Post

Walk through: OVN Chassis Binding Process

In this post, I will walk you through the process that OVN follows to determine chassis to bind a particular port at. Note that while the mechanics is common for different CMS1, I had OpenStack in my mind, and some OpenStack specific artifacts could creep into the narrative. For this, I am sorry.

Introduction

In virtual environments, it’s important to be able to control location of a port. Your compute workload (a virtual machine or a container) is running on a particular node (chassis), and it’s obvious that you want its ports to be implemented on the same node. (Otherwise it won’t have any network connectivity.)

For this reason, OVN provides API to enforce a particular locality for a port binding.

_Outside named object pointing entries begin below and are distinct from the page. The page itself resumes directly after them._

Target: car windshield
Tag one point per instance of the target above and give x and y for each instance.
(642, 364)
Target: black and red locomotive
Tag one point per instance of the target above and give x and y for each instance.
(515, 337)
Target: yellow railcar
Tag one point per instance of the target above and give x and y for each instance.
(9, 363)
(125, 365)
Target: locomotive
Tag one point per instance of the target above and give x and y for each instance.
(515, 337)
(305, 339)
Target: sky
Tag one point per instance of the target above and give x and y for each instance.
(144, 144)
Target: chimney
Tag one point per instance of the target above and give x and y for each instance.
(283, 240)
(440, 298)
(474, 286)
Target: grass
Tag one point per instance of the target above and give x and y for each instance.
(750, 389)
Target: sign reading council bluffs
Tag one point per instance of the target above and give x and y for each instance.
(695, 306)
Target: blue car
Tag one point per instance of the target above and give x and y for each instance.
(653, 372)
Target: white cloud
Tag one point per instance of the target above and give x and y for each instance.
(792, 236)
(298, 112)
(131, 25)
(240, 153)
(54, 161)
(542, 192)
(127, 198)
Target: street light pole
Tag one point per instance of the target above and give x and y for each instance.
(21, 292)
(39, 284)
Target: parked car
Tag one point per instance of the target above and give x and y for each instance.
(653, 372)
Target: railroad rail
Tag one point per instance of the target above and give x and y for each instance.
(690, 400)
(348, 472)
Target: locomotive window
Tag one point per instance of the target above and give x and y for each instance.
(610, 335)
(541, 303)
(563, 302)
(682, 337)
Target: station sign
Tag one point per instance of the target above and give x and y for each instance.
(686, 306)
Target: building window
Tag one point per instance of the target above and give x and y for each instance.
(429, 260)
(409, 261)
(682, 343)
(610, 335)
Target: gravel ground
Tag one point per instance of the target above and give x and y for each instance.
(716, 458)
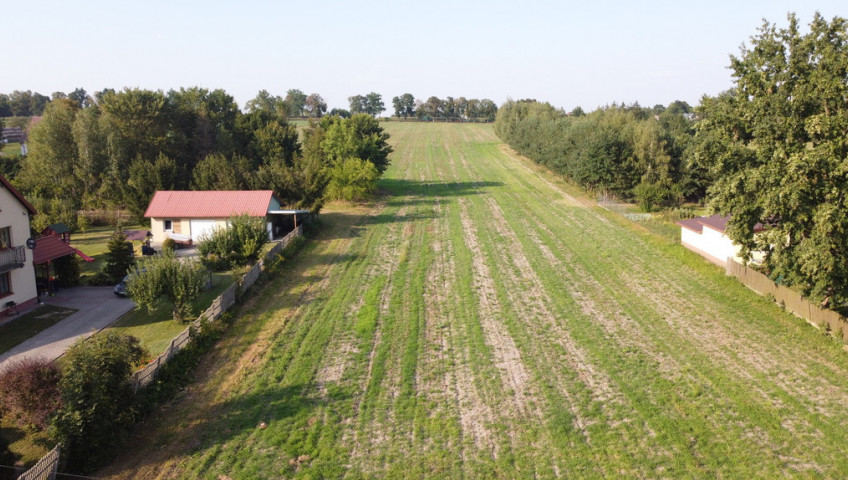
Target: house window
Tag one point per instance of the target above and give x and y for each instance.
(5, 284)
(5, 238)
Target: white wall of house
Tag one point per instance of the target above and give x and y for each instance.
(713, 245)
(14, 215)
(193, 227)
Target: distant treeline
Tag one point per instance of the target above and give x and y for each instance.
(647, 154)
(114, 150)
(448, 109)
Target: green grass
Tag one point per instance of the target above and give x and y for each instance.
(95, 243)
(16, 330)
(483, 321)
(156, 329)
(11, 150)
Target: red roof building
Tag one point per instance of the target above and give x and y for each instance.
(188, 216)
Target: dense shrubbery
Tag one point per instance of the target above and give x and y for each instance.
(238, 244)
(29, 392)
(97, 398)
(627, 151)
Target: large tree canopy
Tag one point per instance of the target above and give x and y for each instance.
(780, 153)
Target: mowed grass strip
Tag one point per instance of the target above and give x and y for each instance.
(481, 322)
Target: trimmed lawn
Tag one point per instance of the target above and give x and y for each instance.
(483, 320)
(95, 243)
(30, 324)
(156, 329)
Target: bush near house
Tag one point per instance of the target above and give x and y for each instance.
(238, 244)
(97, 410)
(29, 392)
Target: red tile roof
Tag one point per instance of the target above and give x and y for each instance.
(209, 204)
(50, 248)
(17, 195)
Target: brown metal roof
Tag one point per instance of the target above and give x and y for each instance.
(209, 204)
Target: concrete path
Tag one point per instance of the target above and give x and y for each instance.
(97, 308)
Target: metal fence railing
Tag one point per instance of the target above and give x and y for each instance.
(45, 468)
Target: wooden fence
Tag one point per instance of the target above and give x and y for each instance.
(221, 304)
(45, 468)
(791, 300)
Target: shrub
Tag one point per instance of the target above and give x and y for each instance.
(68, 270)
(7, 458)
(29, 392)
(97, 398)
(169, 245)
(238, 244)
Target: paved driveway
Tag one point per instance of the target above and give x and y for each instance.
(97, 308)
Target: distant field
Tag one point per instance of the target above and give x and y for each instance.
(12, 149)
(483, 322)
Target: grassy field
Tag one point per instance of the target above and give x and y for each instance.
(483, 321)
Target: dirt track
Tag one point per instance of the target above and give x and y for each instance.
(480, 322)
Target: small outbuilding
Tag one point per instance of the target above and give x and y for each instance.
(707, 237)
(189, 216)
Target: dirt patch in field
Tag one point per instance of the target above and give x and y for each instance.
(507, 356)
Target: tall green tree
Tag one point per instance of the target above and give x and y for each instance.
(295, 103)
(166, 277)
(358, 104)
(49, 168)
(374, 105)
(315, 106)
(782, 154)
(360, 137)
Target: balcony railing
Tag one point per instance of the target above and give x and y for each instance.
(12, 258)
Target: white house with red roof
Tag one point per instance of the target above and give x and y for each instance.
(707, 237)
(17, 275)
(188, 216)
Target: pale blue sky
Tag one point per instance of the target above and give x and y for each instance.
(587, 53)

This can be achieved by setting a particular option for a Logical_Switch_Port, namely, options:requested-chassis.

Implicit binding locality

But is using options:requested-chassis required? Not really. Let me elaborate.

The way ovn-controller works is, it monitors all OVS interfaces that are attached to its integration bridge (usually, br-int). Whenever a new OVS interface pops up on the bridge, it checks its external_ids:iface-id key and, if a matching Port_Binding with the same name exists in the OVN Southbound database, then ovn-controller “claims” the port for itself.

The OVS interface that carries external_ids:iface-id is created by CMS (e.g. in OpenStack, it’s created by Nova Compute, using os-vif library.) The external entity that creates the OVS interface may make sure that only one interface with a particular external_ids:iface-id exists in the cluster at any particular moment, in which case all ovn-controller instances, except one, will ignore the Port_Binding.

And yet, there are situations when it may be impossible, or hard, to guarantee this uniqueness in the cluster. In this case, it may be wise to explicitly limit the locality of a logical port to a chassis. And that’s where options:requested-chassis comes handy.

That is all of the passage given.